AI CONTROL PLANE STARTER CHECKLIST (STARTUPS)

Goal: make LLM features measurable, routable, and governable across providers (OpenAI, Anthropic, Google, AWS Bedrock, and/or open models).

1) ONE FRONT DOOR
- Create a single internal API for all LLM calls (even if it just proxies today).
- Standardize request metadata: tenant_id, user_id (or hashed), intent tag, data_class (public/internal/restricted), and “requires_json” boolean.
- Record model/provider used and a request_id that propagates through your system.

2) ROUTING RULES (MINIMUM VIABLE)
- Define default models per intent: “fast” and “best.”
- Implement fallback rules for: invalid JSON/schema, tool-call failure, safety refusal, rate-limit, timeout.
- Add a kill switch per provider/model (feature flag style).

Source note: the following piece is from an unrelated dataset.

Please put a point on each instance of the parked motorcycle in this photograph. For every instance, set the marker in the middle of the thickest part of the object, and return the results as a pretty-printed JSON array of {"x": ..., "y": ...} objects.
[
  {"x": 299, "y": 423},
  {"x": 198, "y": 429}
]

3) EVALUATIONS YOU CAN RUN WEEKLY
- Pick ONE workflow (extraction, support draft, RAG answer, or agent tool use).
- Create a small golden set of real examples you’re allowed to store.
- Define pass/fail checks that are mechanical where possible:
 * JSON parse + schema validation
 * presence of citations
 * tool call matches allowed schema
 * banned content checks
- Track results by model version and prompt version.

4) OBSERVABILITY + STORAGE
- Capture traces (prompt, retrieved docs IDs, tool calls, outputs) with redaction.
- Store only what you need; set retention by data class.
- Make it searchable by request_id and tenant_id for support.

5) COST AND ABUSE CONTROLS
- Enforce maximum context size and maximum retries.
- Add per-tenant budgets or rate limits for agentic flows.
- Log token usage/cost fields if your provider returns them; otherwise log request size proxies.

6) SECURITY + PROCUREMENT READINESS
- Document where data flows (provider, region, retention).
- Confirm and document provider training/data-use terms for your integration.
- Ensure secrets are in a real secrets manager (e.g., HashiCorp Vault, cloud-native).
- Restrict who can view raw prompts/outputs in logs.

7) RELEASE DISCIPLINE
- Version prompts like code.
- Gate prompt/routing changes behind eval runs.
- Keep a rollback path: previous prompt + previous routing config.

Definition of done: you can switch providers for a workflow by changing routing config, and you can prove quality didn’t regress using your eval suite.